SNMMI 2026
Can AI forecast radiation dose before prostate cancer treatment?

Clinical Takeaway: Pretherapy 18F-PSMA PET/CT combined with machine learning may enable clinicians to anticipate tumor and organ radiation dose before 177Lu-PSMA therapy, potentially guiding patient selection and dose optimization.
Optimizing dosing for 177Lu-based radiopharmaceutical therapy in metastatic castration-resistant prostate cancer (mCRPC) remains a key challenge, as clinicians typically rely on post-therapy imaging to estimate radiation exposure. This approach is time- and resource-intensive and limits the ability to individualize treatment upfront. A method to predict tumor response and organ dose before therapy could streamline care, inform patient selection, and reduce toxicity risk—making this an area of growing interest for clinicians using targeted radioligand therapies.

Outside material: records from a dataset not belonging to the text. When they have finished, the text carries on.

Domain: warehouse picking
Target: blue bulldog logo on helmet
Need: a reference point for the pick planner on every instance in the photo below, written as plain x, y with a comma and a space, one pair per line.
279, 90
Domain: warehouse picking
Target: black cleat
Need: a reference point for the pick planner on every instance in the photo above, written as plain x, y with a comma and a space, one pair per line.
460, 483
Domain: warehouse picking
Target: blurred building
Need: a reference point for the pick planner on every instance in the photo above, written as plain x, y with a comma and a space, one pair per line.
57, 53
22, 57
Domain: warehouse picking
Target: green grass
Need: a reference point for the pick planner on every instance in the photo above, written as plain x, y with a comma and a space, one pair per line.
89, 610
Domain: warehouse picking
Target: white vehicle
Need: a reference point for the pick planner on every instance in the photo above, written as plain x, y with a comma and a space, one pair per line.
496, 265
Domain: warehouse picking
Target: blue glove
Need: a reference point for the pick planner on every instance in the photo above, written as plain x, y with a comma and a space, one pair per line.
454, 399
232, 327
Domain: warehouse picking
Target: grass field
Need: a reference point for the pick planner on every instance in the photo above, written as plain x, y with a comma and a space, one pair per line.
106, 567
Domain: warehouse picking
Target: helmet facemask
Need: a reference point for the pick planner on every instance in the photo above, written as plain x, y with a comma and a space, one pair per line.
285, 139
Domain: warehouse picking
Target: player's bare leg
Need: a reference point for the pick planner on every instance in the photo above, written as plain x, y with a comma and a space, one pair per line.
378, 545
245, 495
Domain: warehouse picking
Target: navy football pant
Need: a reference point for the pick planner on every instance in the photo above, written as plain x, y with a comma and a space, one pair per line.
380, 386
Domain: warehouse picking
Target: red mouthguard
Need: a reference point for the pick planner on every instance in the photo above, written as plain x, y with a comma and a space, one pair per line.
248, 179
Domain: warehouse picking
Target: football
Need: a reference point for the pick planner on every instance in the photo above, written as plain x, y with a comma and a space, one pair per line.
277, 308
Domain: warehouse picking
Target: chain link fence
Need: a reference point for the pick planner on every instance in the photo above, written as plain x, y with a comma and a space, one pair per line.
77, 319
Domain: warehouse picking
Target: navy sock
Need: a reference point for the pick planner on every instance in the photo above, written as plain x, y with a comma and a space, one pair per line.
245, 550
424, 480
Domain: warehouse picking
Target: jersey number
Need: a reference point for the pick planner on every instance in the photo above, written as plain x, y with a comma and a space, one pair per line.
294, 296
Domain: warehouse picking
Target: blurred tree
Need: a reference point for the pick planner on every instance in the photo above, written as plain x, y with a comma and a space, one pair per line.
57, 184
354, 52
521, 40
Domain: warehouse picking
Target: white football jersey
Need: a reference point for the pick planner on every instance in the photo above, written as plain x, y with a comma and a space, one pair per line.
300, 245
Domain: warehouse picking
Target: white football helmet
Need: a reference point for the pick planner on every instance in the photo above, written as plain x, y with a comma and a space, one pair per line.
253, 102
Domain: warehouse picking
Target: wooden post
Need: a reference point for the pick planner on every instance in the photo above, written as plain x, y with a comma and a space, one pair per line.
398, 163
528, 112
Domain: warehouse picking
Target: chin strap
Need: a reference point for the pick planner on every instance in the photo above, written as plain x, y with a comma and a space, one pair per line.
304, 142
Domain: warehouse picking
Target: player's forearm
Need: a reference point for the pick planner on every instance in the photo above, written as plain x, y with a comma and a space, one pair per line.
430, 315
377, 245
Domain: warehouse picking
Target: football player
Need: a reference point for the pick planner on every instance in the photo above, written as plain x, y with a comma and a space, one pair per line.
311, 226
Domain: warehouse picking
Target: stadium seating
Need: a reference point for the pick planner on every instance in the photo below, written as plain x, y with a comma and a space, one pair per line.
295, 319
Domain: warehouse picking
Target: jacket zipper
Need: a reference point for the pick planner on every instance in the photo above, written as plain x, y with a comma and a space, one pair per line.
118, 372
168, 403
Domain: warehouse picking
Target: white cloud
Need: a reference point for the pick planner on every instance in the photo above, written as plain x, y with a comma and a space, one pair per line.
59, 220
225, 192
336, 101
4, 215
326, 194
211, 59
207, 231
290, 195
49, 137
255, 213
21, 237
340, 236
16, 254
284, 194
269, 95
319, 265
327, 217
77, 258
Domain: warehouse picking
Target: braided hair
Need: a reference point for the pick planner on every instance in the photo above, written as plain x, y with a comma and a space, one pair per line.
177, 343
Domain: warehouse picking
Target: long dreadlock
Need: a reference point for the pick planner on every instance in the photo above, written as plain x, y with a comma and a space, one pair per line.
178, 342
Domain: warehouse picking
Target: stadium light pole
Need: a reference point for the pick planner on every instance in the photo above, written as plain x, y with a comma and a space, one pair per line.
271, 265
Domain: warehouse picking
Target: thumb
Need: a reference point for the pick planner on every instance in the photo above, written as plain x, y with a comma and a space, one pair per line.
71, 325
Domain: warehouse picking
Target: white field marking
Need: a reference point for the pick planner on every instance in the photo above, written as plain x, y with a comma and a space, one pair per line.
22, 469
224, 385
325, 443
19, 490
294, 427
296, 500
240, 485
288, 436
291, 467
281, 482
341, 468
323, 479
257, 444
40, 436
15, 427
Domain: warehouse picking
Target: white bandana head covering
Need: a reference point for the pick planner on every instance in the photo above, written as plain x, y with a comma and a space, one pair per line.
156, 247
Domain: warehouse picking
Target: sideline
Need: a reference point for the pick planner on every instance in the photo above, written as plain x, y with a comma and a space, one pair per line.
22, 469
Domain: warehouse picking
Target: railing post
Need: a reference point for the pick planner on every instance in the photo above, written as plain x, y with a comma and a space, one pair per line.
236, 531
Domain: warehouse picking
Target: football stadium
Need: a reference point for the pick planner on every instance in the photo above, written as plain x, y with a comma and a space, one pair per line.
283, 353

A proof-of-concept study presented at SNMMI 2026 demonstrates that machine learning can use pretherapy 18F-PSMA PET/CT data to predict absorbed radiation doses from 177Lu-PSMA therapy. Investigators analyzed 9 patients with mCRPC, evaluating 57 tumors, 36 salivary glands, and 18 kidneys.
The model incorporated PET uptake metrics, radiomic features, and clinical biomarkers within a mixed-effects framework to account for patient-level variability. Predicted absorbed doses were compared against post-therapy dosimetry obtained after one treatment cycle. The approach showed promising agreement between predicted and observed dose distributions across both tumor and normal tissues, suggesting feasibility for pretherapy dose estimation.
“18F-PSMA PET/CT is already routinely performed and widely available... our study sought to determine if information already available from these scans could guide treatment planning before therapy begins,” said lead author Amit Nautiyal, PhD.
Current dosimetry relies on post-treatment imaging, a resource-intensive process that limits real-time clinical decision-making. By shifting dose estimation earlier in the care pathway, this approach could help identify patients likely to benefit from therapy while flagging those at higher risk for organ toxicity.
Although limited by small sample size, the findings support further validation in larger cohorts. “If validated… this approach may improve patient selection and support better decision-making during pre-treatment assessment,” Nautiyal added.
Ongoing research aims to refine and validate the model in multicenter datasets to enable personalized radiopharmaceutical therapy planning.
Source: Nautiyal A, et al. Machine learning-based pretherapy prediction of tumour and organ absorbed dose in 177Lu radiopharmaceutical therapy using 18F PET/CT radiomics and biomarkers. Presented at the Society of Nuclear Medicine and Molecular Imaging (SNMMI) Annual Meeting; May 2026; Los Angeles, CA. Abstract 262138.